53  

Мы стали гораздо чаще видеться; и — наконец-то! — я понял, что за внешностью хорошенькой глупышки скрывается милое мне существо. В ней виделась зарождающаяся независимость, и я самодовольно решил, что тут работают мои гены; обнаружились нежность и совершенно новое ко мне отношение. Я гораздо больше узнал о Нэлл и Эндрю, о замкнутой жизни Каро в их Комптонском имении. В ней совершенно не было стервозности, многое приходилось читать между строк. Но было очевидно, что жизнь в Лондоне, даже в общежитии, где порядки весьма напоминали лагерный режим, показала ей, что дома ей многое изображали в неверном свете, а меня — особенно. У нас вдруг начался запоздалый период любви между отцом и дочерью; проще говоря, шутя и поддразнивая друг друга, мы помогали друг другу избавляться от прежних заблуждений. У неё были молодые люди: ничего плохого я в этом не находил. Как-то раз она неожиданно заговорила об абсурдности наших встреч в её детстве, об их напряжённости и скуке, и мы смеялись, вспоминая то один день, проведённый вместе, то другой, а то и два выходных подряд. Это было чудесно; словно видишь, как выпрямляется опрокинувшаяся было лодка, и понимаешь, что большой беды не случилось, что это было чуть ли не на пользу — вот так перевернуться.

Прошлым летом Каро закончила курсы и после недолгого отдыха нашла работу. У неё было несколько предложений, и она выбрала то, что посоветовал я, — работу в газете… ну, назовём её «Санди таймсервер». Другие предложения были все в Сити94, и мне хотелось, чтобы она занималась чем-то по-человечески более интересным, чем курсы акций и биржевой жаргон. Литературного дара у неё не было совершенно, но работа в крупной газете — какой бы скромной ни была её должность — вряд ли могла показаться Каро слишком скучной. К тому времени у неё завёлся постоянный молодой человек. Я знал, что она спит с ним и что они даже подумывают о браке; так что мне оставалось лишь занять её делом и помочь приобрести хоть какой-то жизненный опыт помимо того, что она успела узнать в Глостершире и Кенсингтоне. Ей хотелось снять отдельную квартиру, но я предложил ей пожить в моей, пока я буду в Калифорнии. Это была та же квартира в Ноттинг-Хилл95, в которой мы с Нэлл поселились перед самым разрывом: старомодная, очень большая и с арендой на девяносто девять лет. Глупо было не воспользоваться ею. Так что Каро поселилась там, а через месяц-два я уехал. Письма от неё приходили редко, но когда она мне писала, не забывала повторять, как это «ужасно», что она до сих пор не нашла подходящей квартиры; она притворялась, но меня это всё равно обижало. Этим определялось многое из того, что ещё оставалось не совсем естественным в наших с ней отношениях. То же самое относилось к деньгам: она была очень сдержанна в тратах (качество, видимо, подаренное ей отчимом). Она отказывалась брать у меня деньги, как только начала работать, под любым благовидным предлогом (мне и так уже пришлось «выложить целое состояние» на её обучение, и так далее и тому подобное), а я приходил в отчаяние. Дженни права: я гораздо охотнее жалуюсь на мелкие трещины и недостатки, чем признаю крупные достижения в этом новом узнавании друг друга.

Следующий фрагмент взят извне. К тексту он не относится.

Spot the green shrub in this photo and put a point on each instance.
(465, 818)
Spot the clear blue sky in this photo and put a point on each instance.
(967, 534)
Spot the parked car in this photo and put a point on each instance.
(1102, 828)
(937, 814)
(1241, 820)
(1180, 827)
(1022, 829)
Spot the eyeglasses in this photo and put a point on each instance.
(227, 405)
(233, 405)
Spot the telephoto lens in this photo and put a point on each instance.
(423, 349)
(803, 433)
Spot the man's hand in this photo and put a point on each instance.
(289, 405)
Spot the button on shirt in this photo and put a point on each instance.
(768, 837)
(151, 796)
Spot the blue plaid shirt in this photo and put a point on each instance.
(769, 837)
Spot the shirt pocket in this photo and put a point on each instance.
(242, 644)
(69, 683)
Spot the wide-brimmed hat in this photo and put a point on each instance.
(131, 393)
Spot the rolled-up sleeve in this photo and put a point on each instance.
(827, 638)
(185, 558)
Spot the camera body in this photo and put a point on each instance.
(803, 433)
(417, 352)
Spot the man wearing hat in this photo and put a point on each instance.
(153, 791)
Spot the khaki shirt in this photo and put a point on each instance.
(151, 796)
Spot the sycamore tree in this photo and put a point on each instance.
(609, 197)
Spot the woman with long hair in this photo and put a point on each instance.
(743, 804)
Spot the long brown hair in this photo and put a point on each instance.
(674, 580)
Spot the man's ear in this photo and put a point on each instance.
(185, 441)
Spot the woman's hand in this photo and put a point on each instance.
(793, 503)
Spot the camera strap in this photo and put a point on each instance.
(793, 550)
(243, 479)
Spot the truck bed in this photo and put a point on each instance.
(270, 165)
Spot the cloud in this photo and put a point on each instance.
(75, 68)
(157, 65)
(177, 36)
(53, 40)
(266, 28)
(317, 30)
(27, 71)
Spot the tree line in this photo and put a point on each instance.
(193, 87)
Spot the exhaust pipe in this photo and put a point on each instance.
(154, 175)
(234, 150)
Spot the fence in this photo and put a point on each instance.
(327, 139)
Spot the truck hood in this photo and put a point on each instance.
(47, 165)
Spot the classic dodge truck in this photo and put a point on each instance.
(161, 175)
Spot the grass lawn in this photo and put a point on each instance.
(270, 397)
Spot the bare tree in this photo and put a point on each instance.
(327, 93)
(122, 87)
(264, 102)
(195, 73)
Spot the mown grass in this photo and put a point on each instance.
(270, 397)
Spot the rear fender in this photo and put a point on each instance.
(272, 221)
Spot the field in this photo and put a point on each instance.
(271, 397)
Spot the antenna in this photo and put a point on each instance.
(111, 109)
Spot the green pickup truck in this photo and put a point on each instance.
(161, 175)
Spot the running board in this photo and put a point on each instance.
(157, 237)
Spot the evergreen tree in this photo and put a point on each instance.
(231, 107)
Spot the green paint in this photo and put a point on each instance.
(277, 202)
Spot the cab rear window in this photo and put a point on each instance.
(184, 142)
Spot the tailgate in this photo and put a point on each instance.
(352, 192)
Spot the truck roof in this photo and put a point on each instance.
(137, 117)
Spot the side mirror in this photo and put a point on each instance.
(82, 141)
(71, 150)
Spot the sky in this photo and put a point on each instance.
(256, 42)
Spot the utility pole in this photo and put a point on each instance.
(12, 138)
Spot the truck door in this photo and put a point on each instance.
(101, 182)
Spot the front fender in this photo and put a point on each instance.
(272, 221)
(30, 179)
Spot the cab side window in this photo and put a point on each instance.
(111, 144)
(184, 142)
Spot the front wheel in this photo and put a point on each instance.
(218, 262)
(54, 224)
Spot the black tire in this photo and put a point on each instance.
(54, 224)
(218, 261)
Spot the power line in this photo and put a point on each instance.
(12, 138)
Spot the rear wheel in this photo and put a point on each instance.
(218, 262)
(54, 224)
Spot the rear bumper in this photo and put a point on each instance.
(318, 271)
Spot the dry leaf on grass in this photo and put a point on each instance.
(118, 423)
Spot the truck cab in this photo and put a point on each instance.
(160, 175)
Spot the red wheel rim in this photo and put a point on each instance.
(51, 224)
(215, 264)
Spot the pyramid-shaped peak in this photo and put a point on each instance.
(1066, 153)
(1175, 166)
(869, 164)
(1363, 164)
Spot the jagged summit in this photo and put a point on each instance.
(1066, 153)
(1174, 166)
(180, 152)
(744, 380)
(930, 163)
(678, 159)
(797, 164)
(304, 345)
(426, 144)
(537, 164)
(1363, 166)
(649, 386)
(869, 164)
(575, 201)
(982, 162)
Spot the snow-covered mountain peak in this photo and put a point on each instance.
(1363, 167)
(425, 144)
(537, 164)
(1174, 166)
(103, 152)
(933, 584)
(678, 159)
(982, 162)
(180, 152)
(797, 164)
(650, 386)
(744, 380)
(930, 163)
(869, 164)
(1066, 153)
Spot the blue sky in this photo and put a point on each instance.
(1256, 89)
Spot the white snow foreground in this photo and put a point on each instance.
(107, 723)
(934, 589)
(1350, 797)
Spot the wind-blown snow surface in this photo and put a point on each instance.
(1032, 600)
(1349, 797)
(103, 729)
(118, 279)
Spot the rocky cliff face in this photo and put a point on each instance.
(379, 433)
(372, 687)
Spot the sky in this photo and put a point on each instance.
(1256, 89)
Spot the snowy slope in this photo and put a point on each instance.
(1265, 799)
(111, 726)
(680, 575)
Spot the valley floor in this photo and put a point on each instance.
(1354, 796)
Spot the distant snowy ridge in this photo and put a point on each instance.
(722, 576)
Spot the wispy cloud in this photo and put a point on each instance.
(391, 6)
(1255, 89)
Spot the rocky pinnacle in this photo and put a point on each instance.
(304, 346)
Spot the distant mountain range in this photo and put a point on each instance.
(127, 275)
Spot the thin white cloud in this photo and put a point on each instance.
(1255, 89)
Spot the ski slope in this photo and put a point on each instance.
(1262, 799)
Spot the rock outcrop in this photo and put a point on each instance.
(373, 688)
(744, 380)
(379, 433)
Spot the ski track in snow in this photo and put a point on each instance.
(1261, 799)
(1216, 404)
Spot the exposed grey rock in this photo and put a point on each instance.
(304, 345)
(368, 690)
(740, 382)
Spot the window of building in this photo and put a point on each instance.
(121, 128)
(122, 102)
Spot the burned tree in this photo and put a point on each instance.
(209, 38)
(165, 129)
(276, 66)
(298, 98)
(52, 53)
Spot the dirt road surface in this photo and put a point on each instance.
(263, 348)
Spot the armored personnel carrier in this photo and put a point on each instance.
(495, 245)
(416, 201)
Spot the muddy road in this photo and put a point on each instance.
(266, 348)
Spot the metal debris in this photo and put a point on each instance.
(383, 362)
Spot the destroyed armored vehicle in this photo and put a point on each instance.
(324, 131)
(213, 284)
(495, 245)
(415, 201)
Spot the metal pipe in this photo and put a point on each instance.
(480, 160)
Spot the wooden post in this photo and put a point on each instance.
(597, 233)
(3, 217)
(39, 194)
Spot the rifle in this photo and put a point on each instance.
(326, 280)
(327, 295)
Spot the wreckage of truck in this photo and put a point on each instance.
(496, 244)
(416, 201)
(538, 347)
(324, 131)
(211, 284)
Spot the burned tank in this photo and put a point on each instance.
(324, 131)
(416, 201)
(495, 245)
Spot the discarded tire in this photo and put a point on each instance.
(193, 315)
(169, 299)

Мысль, что я скоро вновь увижусь с ней, доставляла мне истинное удовольствие, правда несколько омрачаемое чувством вины: я ведь пробыл в Америке гораздо дольше, чем намеревался поначалу. Конечно, Каро догадывалась — почему. Я упоминал Дженни пару раз в своих письмах, хоть и не говорил открыто о наших отношениях. Однако теперь это уже не могло быть для неё новостью, и я опасался, что дочь может чувствовать уколы ревности. Последние три недели она вообще перестала мне писать. С другой стороны, она теперь была сама себе хозяйкой, жила в гораздо более открытом мире, и я очень надеялся, что злой ветер из Оксфорда, повлёкший меня домой, поможет нам сблизиться снова.

Объявили посадку. Я вошёл в салон и сразу занял три кресла. Впрочем, ясно было, что самолёт не будет переполнен: мы прилетали в Лондон в два часа ночи, в такое время люди мудрые обычно не прилетают. Надо было решить, чего мне больше хочется — спать или есть? Спать — решил я и, усевшись поудобнее, стал ждать взлёта.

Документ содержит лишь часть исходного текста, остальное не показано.